1872 : 2 000 spectateurs se sont rassemblés pour assister à la première finale de la Cup. Disputée à Londres, dans le stade de Kennington Oval, cette rencontre inédite voit la victoire finale des Wanderers, qui battent le Royal Engineers AFC sur le score d'un but à zéro. Ce match marque un nouveau tournant décisif dans l'Histoire du football après l'apparition du hors-jeu (1867) et cele du gardien de but (1871). Désormais, cette compétition sera disputée chaque année, ce qui est une bonne nouvelle pour tous les amoureux du football, de plus en plus nombreux en Grande-Bretagne.

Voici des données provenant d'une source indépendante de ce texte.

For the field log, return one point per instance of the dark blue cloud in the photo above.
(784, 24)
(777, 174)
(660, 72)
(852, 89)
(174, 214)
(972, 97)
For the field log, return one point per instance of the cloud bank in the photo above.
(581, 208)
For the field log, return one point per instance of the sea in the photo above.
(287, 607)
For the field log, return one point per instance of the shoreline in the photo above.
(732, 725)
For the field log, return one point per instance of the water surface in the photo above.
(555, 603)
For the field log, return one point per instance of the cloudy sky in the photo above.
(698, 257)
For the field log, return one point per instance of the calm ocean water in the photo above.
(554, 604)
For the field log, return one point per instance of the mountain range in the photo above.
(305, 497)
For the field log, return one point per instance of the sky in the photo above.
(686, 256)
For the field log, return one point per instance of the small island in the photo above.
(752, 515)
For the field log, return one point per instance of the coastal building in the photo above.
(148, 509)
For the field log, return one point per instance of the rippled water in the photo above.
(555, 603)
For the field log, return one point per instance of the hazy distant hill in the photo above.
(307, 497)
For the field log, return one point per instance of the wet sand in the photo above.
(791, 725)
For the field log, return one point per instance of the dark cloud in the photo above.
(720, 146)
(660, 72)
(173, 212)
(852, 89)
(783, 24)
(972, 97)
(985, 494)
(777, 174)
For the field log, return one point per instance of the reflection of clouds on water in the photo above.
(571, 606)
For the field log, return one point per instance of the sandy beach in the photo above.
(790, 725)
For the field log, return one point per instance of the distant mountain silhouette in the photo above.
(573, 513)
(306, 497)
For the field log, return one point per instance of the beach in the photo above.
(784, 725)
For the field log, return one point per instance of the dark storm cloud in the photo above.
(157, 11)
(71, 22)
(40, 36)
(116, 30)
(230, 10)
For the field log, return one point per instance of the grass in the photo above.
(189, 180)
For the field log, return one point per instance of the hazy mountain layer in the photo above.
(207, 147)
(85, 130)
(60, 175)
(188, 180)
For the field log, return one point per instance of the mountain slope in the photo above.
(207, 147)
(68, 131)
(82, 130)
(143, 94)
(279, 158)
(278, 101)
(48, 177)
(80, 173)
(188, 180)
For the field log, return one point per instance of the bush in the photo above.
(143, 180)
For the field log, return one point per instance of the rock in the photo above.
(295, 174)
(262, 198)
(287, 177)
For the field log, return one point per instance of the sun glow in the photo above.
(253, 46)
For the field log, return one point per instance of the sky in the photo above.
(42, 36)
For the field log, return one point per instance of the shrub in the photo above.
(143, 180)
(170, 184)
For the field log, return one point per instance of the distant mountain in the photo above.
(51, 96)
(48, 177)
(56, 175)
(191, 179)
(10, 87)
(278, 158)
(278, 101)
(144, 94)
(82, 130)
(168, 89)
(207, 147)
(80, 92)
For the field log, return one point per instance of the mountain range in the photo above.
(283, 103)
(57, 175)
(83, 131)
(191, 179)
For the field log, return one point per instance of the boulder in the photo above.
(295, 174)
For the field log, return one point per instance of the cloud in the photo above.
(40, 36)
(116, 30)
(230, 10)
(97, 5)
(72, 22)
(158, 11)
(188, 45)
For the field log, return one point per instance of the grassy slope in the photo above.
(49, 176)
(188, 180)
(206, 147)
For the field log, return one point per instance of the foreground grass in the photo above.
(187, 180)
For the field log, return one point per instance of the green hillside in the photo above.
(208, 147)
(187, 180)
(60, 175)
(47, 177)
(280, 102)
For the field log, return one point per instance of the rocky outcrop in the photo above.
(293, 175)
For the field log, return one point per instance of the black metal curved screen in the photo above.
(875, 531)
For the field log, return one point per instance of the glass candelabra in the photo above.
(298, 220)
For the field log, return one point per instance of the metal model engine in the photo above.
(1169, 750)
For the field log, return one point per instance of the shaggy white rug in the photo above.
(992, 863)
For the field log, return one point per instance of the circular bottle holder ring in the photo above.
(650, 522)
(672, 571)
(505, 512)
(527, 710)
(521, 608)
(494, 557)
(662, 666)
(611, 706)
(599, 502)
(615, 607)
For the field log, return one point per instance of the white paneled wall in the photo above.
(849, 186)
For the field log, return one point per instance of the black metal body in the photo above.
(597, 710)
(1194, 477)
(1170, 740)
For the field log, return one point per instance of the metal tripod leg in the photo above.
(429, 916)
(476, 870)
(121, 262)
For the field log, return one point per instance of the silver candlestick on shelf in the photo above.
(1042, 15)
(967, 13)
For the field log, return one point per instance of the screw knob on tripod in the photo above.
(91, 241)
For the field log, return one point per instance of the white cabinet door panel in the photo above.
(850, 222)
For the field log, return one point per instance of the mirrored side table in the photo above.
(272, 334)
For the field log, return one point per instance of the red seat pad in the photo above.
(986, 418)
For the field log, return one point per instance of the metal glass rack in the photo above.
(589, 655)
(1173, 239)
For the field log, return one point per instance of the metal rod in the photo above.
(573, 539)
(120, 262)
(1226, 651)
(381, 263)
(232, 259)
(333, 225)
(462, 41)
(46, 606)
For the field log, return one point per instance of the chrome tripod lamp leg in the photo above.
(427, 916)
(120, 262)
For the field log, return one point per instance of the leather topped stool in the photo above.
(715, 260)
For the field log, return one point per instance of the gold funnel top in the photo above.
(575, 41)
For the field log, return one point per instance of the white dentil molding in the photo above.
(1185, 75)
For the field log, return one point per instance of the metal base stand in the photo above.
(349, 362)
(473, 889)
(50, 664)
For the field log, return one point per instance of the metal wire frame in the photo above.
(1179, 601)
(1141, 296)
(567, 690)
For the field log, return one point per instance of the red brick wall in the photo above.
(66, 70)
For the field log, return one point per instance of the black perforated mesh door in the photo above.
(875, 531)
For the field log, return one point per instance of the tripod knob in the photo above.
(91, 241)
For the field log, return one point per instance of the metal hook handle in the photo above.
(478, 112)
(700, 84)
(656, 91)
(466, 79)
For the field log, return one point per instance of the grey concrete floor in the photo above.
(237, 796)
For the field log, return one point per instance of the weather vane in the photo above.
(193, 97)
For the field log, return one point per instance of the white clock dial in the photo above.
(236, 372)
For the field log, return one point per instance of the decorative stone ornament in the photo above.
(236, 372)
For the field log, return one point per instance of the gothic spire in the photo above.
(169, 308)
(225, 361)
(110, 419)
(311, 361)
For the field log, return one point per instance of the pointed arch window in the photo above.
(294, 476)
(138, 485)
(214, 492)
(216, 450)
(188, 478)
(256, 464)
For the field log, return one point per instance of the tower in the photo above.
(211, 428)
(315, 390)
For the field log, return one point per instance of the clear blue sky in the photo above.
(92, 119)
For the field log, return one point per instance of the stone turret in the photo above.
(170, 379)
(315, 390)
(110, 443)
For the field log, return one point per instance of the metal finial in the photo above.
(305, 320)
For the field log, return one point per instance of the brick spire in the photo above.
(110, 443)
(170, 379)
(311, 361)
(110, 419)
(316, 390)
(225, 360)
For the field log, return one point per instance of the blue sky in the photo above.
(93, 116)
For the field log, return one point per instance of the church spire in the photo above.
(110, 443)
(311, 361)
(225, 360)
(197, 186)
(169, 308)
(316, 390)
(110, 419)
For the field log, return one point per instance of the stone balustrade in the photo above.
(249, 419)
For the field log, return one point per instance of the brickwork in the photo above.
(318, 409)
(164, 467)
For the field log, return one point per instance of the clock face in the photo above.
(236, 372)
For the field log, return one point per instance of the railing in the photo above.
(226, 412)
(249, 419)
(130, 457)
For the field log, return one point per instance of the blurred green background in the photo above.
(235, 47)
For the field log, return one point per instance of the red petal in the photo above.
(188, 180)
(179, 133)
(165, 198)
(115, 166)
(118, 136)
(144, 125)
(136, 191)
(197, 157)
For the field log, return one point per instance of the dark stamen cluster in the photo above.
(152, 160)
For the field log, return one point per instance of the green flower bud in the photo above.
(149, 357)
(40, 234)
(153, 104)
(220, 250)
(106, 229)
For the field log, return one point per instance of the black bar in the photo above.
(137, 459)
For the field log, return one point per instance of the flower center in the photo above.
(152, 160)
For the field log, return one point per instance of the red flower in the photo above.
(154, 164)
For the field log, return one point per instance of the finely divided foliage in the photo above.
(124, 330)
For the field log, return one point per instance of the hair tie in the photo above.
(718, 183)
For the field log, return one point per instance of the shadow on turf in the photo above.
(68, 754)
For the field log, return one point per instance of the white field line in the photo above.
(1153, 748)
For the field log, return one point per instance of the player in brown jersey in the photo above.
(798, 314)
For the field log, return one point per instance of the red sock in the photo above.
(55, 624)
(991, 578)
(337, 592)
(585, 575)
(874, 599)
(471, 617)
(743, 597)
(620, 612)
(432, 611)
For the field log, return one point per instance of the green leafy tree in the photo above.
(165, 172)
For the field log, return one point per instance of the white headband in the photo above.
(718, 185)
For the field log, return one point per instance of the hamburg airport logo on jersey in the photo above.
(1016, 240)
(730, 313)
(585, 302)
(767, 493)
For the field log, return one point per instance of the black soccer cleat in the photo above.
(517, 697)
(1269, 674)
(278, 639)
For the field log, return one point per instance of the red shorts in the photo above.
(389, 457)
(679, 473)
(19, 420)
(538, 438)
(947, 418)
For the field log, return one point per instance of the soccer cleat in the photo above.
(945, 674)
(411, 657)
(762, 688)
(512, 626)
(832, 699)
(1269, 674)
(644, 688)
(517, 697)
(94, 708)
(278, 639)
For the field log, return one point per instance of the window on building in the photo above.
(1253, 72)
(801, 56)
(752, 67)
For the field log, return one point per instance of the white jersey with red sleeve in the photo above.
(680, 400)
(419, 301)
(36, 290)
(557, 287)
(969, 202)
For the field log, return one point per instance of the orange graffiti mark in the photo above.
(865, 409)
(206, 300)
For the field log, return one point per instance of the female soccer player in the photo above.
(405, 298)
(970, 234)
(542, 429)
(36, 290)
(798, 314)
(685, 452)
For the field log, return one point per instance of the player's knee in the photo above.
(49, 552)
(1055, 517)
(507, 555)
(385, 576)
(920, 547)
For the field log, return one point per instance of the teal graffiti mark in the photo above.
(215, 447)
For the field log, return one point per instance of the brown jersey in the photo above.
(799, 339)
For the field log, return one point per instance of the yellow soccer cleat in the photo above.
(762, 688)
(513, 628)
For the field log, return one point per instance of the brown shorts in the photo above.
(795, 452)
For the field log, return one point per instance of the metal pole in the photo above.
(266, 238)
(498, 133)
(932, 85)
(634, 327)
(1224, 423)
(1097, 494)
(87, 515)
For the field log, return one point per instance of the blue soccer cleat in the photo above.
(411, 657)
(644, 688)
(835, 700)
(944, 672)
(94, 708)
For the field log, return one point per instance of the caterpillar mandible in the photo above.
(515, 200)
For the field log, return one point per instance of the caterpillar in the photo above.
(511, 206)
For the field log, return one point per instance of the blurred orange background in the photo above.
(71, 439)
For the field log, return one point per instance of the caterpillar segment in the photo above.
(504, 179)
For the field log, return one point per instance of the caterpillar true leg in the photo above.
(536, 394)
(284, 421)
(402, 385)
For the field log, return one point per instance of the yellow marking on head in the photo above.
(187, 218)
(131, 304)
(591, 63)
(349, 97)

1960 : France-Chili : 6-0. Just Fontaine marque ses deux derners buts en sélections.

bathenay_liverpool_1977

1977 : Les Verts de l'AS Saint-Etienne ne disputeront pas les demi-finales de la Coupe des clubs champions. Même si tout avait bien commencé pour le club français avec notamment la victoire 1-0 à Geoffroy-Guichard (but de Dominique Bathenay), les partenaires de Christian Lopez s'inclinent finalement 3-1 lors du match retour, disputé dans une ambiance exceptionnelle à Anfield Road devant 56 000 spectateurs.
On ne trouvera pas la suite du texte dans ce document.